穏慈や薫の背に乗せてもらい、薫の利く鼻で深火を探してもらってその目の前に来たのだが、そこには久しぶりに方舟がその姿を見せていた。相変わらずの大きさに体が仰け反りそうになる。
「……うわぁ久しぶりに見た……方舟」
『体内から出現させたようだな。おい深火、顔を出せ』
穏慈の声に反応したようで、シュー……と消え入りそうな音を立てながら、方舟から出て来た。すっかり弱ってのろのろと身を引き摺っている深火を見ると、何とも言えない感情に心が支配された。
『……余り……動キタく、なイ……』
どうやら何かに敏感になっているようだ。どこか怯えが見られる気がする。ぐぐっと体を起こして俺たちの前に座り込むが、その時に見えたその尾につく炎は弱っていて、今にも消えてしまいそうに揺らめいていた。まるで蠟燭の火のようで、心許なかった。
「……これが、方舟?」
「うん。……そうか、あの時ラオはいなかったんだよな。昔よりでかいだろ?」
方舟の存在を目に留めたラオは圧倒されながら、俺にそれの正体を確認する。ラオも一度はこれに向き合い、怪我も負うところだったのだ。こうして目の前にあり、こちらを襲ってこないのが何よりもの救いだ。
「おぉ……。それにしても、大丈夫、じゃあなさそうだな」
『あぁ……、……酷い、重圧、ダ……、ただモノ、でハない。解決……シナ、けレバ』
『答えてくれ深火、何が起きている』
『あ……魔石ガ、暴走……っここニ、収まリ切れてイナい……』
守りは〈暗黒〉からアーバンアングランドに働いているが、魔石……つまりもともと闇の中にあったと聞いた青精珀が、もとの場所に完全に返ってくることはできていないのが、今回起きたことの発端だと深火は言う。それが確かな事実なのであれば、ここに青精珀が収まれば、事が酷くなることはないのではないか。
「でもどうやって……? だって、収まるとかは青精珀の問題じゃ……」
『……歪を、作れ』
穏慈は徐に言った。その促しのセリフは、俺の想像にはない、一か八かの案。しかし確実に外部に移ったものを収めるには、これしか方法はないと、深く落ち着いた声で、俺たちの心に植え付けた。
「歪……って、えっ?」
以前泰が作った歪。そのせいで〈暗黒〉はおろかアーバンアングランドまでも壊れかけてしまうところだったことは忘れていない。そんなものを、今度は俺たちが開けと言う。それはつまり、失敗すれば間違いない、甚大な被害が待っているということに他ならない─。
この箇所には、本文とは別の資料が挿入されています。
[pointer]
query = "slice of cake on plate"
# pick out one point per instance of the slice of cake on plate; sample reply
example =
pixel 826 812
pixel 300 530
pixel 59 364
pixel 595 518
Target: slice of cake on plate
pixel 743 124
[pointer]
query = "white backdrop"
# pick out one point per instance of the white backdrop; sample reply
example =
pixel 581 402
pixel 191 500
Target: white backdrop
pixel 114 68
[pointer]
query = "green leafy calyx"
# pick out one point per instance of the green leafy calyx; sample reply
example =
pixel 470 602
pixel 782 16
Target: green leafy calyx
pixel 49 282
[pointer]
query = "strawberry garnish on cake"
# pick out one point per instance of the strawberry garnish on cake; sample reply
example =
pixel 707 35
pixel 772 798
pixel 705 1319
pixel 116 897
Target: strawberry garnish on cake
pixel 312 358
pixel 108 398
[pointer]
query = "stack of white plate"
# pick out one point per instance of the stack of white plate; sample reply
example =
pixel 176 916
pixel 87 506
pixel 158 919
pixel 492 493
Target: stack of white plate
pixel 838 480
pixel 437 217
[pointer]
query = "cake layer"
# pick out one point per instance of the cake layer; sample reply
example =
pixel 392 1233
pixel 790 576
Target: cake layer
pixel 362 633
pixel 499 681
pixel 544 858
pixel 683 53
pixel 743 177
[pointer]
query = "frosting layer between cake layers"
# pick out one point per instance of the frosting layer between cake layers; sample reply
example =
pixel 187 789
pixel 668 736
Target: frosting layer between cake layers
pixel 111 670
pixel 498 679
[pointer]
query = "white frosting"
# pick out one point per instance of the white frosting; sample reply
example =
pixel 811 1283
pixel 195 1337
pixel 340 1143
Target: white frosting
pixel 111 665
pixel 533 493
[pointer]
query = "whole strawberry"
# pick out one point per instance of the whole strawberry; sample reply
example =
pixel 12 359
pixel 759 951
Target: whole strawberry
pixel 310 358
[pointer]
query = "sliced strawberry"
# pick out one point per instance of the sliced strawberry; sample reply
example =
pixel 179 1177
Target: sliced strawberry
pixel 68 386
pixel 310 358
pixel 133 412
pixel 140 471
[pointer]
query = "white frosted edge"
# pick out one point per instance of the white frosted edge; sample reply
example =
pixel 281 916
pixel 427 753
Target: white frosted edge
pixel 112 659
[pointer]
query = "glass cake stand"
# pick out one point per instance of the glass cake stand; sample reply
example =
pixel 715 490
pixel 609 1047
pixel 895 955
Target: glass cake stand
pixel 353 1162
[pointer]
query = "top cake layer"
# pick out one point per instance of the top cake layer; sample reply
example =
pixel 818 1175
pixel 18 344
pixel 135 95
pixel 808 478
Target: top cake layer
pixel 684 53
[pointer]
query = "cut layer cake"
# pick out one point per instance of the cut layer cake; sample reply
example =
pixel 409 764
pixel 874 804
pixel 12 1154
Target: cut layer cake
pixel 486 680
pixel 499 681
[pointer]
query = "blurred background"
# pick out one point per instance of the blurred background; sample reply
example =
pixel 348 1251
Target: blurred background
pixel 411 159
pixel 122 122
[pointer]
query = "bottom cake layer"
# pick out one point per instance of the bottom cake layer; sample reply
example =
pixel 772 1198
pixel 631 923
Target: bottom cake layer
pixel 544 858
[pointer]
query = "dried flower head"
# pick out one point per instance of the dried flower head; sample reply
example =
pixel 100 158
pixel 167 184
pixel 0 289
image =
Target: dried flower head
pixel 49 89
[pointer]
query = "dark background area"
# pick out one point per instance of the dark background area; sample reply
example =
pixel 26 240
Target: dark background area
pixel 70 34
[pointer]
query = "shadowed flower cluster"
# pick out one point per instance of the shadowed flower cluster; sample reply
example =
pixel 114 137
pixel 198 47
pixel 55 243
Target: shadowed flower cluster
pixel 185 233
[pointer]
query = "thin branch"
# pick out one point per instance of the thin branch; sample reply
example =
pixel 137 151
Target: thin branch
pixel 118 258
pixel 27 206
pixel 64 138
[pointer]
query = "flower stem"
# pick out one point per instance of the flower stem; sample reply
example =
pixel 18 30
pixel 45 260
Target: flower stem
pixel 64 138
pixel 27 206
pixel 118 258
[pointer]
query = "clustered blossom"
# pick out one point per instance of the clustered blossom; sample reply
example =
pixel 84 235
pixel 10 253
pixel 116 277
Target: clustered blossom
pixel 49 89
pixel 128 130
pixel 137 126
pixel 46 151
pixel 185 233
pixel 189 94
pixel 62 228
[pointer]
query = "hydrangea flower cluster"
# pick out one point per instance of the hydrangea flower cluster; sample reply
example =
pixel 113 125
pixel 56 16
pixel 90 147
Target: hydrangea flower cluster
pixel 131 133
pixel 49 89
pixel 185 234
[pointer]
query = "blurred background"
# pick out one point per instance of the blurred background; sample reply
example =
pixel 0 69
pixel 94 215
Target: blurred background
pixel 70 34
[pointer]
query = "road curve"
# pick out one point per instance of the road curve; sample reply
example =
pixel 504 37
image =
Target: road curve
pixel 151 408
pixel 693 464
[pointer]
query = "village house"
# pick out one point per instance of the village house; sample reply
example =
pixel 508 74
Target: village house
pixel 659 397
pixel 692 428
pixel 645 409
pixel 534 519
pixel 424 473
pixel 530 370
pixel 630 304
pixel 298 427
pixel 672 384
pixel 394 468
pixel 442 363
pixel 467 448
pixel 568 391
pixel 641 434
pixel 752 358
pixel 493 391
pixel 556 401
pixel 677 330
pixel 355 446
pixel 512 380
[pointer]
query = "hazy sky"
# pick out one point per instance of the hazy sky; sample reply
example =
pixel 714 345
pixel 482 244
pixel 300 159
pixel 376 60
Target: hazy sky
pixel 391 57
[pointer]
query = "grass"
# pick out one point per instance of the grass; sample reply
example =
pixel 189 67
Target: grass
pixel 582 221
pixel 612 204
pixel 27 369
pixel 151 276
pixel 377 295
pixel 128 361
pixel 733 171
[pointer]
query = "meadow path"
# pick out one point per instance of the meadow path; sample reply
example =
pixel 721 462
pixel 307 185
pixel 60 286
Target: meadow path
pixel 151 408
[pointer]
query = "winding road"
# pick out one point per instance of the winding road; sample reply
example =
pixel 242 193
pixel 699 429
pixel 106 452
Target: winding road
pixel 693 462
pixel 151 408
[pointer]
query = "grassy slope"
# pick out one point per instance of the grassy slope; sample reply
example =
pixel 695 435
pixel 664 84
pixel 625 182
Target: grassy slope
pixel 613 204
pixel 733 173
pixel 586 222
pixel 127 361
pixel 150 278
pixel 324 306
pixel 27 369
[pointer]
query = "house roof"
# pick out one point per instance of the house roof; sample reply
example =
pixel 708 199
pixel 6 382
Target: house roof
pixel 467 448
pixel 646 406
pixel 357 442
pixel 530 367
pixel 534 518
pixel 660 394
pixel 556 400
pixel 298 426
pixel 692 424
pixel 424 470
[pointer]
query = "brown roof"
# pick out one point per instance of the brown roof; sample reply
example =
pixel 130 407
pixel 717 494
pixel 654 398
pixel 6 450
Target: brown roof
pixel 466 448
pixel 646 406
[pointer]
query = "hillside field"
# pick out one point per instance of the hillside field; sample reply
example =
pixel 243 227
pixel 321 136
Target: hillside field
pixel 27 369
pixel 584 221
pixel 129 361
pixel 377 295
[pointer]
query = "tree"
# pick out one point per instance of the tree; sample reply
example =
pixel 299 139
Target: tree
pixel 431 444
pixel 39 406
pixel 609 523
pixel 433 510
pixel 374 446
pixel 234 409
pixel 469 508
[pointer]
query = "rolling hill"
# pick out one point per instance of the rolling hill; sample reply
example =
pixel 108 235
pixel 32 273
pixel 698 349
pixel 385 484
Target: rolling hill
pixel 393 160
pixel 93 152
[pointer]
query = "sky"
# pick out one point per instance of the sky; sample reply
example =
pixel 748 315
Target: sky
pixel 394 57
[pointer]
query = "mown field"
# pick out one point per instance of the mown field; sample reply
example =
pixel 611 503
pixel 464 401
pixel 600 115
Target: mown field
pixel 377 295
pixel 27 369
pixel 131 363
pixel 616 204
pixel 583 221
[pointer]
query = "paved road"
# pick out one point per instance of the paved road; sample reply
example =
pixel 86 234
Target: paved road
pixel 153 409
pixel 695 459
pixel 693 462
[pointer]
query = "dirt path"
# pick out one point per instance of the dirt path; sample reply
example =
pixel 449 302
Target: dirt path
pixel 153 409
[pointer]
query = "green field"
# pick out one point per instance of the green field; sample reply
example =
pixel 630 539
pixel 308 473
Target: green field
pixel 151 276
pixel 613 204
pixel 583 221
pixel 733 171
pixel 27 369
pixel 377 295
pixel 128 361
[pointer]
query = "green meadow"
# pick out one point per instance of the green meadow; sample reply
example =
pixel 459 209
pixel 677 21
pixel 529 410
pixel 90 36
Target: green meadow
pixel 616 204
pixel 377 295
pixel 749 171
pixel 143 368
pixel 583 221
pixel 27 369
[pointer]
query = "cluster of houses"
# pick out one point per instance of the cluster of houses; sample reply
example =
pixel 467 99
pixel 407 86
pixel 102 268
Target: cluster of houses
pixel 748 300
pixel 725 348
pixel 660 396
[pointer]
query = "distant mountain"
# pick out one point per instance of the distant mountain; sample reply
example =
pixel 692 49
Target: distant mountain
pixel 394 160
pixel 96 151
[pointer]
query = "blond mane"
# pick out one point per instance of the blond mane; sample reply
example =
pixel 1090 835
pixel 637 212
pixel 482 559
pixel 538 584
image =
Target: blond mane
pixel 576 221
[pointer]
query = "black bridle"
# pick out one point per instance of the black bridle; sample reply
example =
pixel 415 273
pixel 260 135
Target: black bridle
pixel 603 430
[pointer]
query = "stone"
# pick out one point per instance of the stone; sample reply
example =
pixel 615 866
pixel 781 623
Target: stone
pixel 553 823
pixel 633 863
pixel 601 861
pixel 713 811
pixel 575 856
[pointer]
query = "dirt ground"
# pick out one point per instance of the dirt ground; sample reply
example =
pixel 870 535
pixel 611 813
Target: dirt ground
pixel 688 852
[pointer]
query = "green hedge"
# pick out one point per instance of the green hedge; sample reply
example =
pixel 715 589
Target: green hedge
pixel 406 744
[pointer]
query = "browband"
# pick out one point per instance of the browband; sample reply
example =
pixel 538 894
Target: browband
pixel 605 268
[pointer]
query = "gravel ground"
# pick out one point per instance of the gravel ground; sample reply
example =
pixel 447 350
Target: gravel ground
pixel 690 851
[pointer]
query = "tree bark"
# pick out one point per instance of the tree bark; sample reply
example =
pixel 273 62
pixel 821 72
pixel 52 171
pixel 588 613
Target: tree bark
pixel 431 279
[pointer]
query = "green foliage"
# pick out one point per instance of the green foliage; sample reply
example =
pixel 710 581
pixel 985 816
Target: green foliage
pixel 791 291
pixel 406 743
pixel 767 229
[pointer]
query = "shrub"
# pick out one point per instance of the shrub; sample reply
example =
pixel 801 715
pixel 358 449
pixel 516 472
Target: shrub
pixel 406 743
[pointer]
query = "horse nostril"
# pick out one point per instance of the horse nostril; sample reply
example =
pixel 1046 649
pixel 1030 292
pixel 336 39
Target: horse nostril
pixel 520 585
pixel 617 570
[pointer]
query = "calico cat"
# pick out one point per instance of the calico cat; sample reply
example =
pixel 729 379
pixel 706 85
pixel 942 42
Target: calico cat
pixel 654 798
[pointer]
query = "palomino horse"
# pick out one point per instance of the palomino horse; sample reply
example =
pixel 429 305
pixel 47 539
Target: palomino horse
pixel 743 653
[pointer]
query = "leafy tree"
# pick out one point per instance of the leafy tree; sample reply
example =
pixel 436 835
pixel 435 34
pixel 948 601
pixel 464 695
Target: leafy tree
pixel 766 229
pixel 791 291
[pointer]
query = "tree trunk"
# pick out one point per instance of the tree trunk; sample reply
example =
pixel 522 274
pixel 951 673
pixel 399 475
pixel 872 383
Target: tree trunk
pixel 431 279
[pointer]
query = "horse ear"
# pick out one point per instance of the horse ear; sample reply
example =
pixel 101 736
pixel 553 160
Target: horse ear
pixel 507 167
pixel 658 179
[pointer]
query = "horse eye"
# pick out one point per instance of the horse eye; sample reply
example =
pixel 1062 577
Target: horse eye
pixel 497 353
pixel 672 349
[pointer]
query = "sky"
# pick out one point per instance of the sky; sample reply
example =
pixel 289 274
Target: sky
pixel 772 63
『最も最短かつ、戻すなら確実だ……。強要はできんが……やるなら全身全霊をかけてお前たちを援助する』
『私は穏慈に乗ろう。……〈暗黒者-デッド-〉、決断を下すのは、貴様らだ』
怪異はその眼で俺たちを捉える。この手にかかる表裏の生存を分かっていながら、真っ直ぐに。俺たちが下す答えを、じっと待っていた。